Ganhador de diversos prêmios internacionais, incluindo o Prêmio europeu Nagrod Amalfi e o prestigioso Prêmio Theodor W. Adorno, é autor de mais de 40 obras, traduzidas em pelo menos 15 idiomas.

Essenciais de Bauman

Mal-estar na pós-modernidade

Reflexão sobre as ansiedades modernas, estabelecendo nexos com o famoso O mal-estar da civilização, de Freud. Para o sociólogo, a marca da pós-modernidade é a própria “vontade de liberdade”, princípio que se opõe diretamente à segurança projetada em torno de uma vida social estável. Bauman lida com a universalização do medo ou das perdas derivadas da troca da ordem pela busca da liberdade.

Vida líquida
O livro faz uma análise dos efeitos que a atual estrutura social e econômica, com base no que é descartável e efêmero, gera na vida, no amor, nos relacionamentos profissionais, na segurança, no consumo, no próprio sentido da existência.
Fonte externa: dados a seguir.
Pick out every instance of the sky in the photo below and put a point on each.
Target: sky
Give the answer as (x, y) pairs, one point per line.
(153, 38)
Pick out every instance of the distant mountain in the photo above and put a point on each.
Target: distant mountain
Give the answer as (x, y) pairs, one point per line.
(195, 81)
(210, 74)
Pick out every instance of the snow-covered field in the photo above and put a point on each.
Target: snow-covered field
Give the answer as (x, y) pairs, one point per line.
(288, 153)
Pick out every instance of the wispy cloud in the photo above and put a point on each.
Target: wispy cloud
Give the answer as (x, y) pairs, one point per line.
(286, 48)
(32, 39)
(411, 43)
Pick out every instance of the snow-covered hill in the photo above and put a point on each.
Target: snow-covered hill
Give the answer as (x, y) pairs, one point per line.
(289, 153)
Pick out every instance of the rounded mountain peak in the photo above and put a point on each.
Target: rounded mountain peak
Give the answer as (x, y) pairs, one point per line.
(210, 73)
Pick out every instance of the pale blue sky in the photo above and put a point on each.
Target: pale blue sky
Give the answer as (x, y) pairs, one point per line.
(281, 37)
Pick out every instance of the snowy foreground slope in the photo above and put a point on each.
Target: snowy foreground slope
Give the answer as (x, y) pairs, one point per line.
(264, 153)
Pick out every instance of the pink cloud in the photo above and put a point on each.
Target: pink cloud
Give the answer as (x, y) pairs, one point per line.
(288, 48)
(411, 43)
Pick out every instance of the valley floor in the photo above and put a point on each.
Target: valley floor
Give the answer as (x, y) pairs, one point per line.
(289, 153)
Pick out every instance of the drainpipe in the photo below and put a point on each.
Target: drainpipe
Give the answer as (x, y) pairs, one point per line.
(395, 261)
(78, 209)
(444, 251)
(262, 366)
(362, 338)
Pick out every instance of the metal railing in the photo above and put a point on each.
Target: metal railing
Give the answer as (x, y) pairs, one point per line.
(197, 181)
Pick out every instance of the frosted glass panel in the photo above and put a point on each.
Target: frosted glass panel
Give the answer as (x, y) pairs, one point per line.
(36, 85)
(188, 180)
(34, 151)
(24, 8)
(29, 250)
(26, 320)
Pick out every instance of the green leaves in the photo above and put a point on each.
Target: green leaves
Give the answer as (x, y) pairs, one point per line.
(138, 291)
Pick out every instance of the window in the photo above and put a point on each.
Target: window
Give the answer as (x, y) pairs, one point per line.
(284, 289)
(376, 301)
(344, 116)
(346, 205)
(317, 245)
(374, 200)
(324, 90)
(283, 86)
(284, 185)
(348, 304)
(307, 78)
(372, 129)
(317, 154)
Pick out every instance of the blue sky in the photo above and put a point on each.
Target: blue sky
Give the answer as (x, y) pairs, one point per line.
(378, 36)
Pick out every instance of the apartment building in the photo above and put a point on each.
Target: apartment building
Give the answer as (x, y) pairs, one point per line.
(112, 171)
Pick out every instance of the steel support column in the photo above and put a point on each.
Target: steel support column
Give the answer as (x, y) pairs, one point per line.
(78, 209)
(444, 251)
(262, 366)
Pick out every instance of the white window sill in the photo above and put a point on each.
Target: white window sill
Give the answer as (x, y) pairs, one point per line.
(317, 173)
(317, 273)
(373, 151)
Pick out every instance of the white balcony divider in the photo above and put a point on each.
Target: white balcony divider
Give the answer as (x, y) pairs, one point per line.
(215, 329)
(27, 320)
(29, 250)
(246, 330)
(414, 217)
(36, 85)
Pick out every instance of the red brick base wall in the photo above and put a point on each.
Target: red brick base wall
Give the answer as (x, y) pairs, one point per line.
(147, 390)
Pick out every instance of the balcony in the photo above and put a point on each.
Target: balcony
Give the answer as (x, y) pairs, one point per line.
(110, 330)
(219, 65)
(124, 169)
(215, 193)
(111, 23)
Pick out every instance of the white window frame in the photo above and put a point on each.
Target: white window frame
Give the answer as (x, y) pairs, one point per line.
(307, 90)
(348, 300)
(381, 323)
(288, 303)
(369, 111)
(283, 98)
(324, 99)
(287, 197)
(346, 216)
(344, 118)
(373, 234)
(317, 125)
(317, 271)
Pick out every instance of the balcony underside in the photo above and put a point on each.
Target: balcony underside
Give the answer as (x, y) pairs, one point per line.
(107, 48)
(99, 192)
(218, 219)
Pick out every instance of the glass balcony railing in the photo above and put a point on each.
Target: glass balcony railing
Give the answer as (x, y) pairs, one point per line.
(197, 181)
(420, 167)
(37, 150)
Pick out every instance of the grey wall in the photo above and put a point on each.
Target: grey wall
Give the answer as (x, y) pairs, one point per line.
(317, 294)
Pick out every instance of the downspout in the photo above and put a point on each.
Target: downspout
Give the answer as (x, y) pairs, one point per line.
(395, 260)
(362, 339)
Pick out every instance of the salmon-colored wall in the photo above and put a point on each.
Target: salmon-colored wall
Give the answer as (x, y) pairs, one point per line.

Ele afirma que a precificação da vida social suscita uma condição humana na qual predominam o desapego, a versatilidade em meio à incerteza e a vanguarda constante do eterno recomeço.

Modernidade líquida

Para Zygmunt Bauman, a modernidade imediata é "leve", "líquida", "fluida" e infinitamente mais dinâmica que a modernidade "sólida" a que substitui. A passagem de uma a outra acarretou profundas mudanças em todos os aspectos da vida humana. Bauman esclarece como se deu essa transição e nos auxilia a repensar os conceitos e esquemas cognitivos usados para descrever a experiência individual humana e sua história conjunta.

Amor líquido

A modernidade líquida, "um mundo repleto de sinais confusos, propenso a mudar com rapidez e de forma imprevisível" em que vivemos, traz uma misteriosa fragilidade dos laços humanos, um amor líquido. Bauman investiga de que forma nossas relações tornam-se cada vez mais "flexíveis", gerando níveis de insegurança maiores. A prioridade a relacionamentos em redes faz com que não saibamos mais manter laços a longo prazo.

Capitalismo parasitário

Olhar crítico sobre temas variados do mundo contemporâneo: cartões de crédito, anorexia, bulimia, a crise financeira de 2009 e suas possíveis soluções, a inutilidade da educação nos moldes atuais, a cultura como balcão de mercadorias... Todos são fenômenos que colaboram para o mal-estar dominante em nossas sociedades, e estão relacionados ao conceito de liquidez desenvolvido pelo sociólogo.

A arte da vida

Na obra, o sociólogo e filósofo polonês Bauman analisa o que é felicidade e se é possível alcançá-la definitivamente. A sociedade líquida moderna espera que cuidemos de dar sentido e forma às nossas vidas, nos julga pelos resultados e também nos faz pensar que a arte da vida tem por objetivo a felicidade. O filósofo aponta condições - e limites - que influenciam nossos projetos de vida.